Core42 is a leader in AI-powered cloud and digital infrastructure, driving transformative technology solutions globally. The role involves building an enterprise-grade GPU compute platform, focusing on the design, operation, and management of core services that control GPU resource allocation and consumption at scale.
Responsibilities:
- Design, build, and operate core GPUaaS control plane services
- Develop backend APIs and microservices (Python, Go, or Node.js)
- Integrate deeply with Kubernetes APIs for provisioning, scheduling, and multitenancy
- Build and maintain authentication, authorization, and identity systems (OAuth2, SSO, RBAC, LDAP)
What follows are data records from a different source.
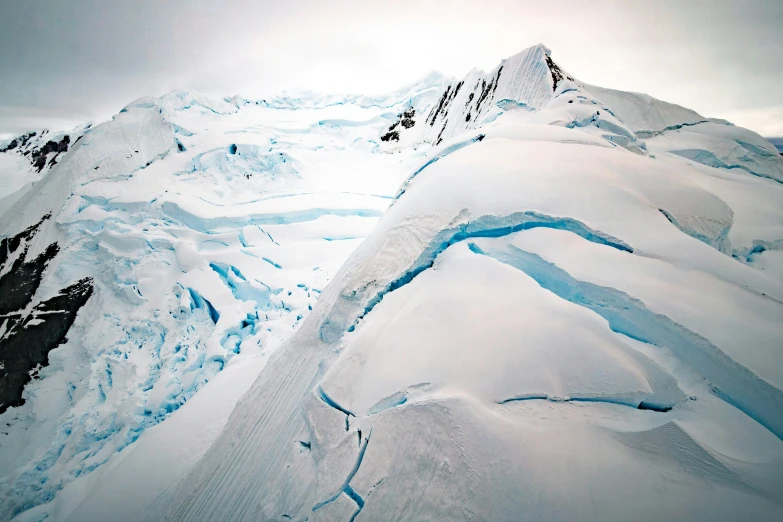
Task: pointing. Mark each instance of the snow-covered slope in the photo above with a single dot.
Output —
(189, 237)
(570, 309)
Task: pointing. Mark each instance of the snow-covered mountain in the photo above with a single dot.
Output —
(503, 297)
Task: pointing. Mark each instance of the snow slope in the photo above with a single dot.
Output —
(545, 300)
(205, 231)
(547, 323)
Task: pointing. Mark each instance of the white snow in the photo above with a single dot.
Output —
(561, 307)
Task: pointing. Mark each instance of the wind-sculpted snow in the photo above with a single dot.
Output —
(628, 316)
(418, 306)
(204, 252)
(451, 359)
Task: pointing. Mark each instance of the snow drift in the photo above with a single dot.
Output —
(570, 309)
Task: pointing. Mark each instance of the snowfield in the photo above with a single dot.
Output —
(511, 296)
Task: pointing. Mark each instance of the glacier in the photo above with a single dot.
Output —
(512, 295)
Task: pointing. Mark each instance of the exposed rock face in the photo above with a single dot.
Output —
(28, 334)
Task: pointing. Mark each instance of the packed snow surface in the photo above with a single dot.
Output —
(512, 296)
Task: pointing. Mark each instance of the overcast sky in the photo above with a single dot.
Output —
(63, 62)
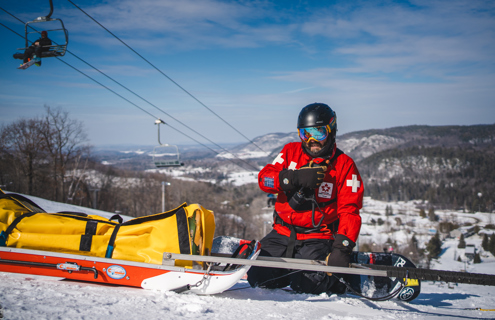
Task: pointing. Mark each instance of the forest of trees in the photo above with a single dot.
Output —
(49, 157)
(451, 178)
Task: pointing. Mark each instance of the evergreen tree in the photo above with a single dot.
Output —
(431, 214)
(422, 213)
(484, 243)
(477, 258)
(462, 242)
(491, 244)
(434, 247)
- Design and implement usage tracking and billing systems with strong correctness guarantees
- Design PostgreSQL schemas optimized for scale, auditing, and reliability
- Build CI/CD pipelines and deployment automation for platform services
- Collaborate with infrastructure teams to surface GPU and system telemetry
- Own systems in production including reliability, failure modes, and performance
Requirements:
- 4–7 years of software engineering experience in backend, platform, or infrastructure roles
- Strong backend engineering experience in Python (FastAPI), Go, or Node.js
- Hands-on experience with Kubernetes in production environments
- Experience building and operating REST and/or gRPC APIs
- Strong understanding of microservices architecture and cloud-native systems
- Experience with PostgreSQL schema design, performance, and migrations
- Familiarity with authentication/authorization systems (OAuth2, SAML, JWT, RBAC)
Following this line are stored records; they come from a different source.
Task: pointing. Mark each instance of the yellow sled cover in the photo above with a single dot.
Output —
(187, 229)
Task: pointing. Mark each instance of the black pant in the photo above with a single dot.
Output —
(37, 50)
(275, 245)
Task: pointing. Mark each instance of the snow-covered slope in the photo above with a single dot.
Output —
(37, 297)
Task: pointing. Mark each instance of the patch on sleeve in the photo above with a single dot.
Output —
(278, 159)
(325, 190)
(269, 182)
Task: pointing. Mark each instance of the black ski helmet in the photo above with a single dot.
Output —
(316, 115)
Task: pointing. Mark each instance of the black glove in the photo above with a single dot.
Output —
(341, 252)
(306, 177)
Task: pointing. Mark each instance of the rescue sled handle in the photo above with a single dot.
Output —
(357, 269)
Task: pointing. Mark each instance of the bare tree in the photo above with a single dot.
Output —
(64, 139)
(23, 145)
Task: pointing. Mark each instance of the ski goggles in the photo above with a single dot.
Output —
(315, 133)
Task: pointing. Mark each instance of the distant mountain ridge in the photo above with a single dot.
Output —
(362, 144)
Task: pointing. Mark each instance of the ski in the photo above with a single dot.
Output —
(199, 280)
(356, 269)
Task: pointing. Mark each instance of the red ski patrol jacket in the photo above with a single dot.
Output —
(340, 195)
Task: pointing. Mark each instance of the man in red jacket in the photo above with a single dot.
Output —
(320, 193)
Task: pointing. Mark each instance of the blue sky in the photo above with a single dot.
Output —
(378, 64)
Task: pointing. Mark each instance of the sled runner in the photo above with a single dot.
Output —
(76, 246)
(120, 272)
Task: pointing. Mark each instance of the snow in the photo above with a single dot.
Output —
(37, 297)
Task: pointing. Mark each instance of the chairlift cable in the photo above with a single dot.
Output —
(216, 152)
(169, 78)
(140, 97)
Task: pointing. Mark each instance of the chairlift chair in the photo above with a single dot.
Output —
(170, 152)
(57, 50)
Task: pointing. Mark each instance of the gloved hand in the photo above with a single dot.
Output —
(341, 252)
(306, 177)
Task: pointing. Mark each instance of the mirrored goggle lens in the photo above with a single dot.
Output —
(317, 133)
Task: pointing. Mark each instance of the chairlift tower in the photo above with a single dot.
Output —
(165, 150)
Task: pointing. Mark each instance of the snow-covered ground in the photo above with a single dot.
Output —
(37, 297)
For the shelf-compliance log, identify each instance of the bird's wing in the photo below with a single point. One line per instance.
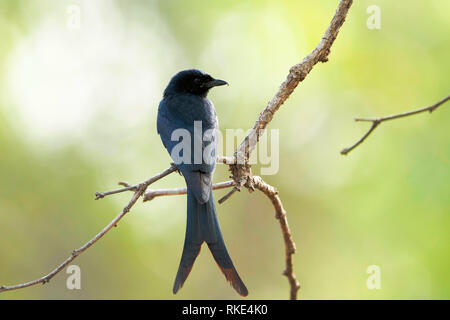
(198, 173)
- Experience working on systems that require high reliability and correctness under failure conditions
- Ability to operate independently in ambiguous or greenfield environments
- Experience with GPU infrastructure, HPC environments, or AI/ML platforms
- Experience with Kubernetes controllers, operators, Helm, or cluster lifecycle tooling
- Exposure to Slurm or hybrid Kubernetes/HPC scheduling systems
- Experience with observability stacks (Prometheus, Grafana, OpenTelemetry)
- Experience building developer platforms or internal infrastructure tools
- Familiarity with MLOps tooling (Kubeflow, MLflow, PyTorch pipelines)
- Experience with GitOps workflows (ArgoCD, Flux, etc.)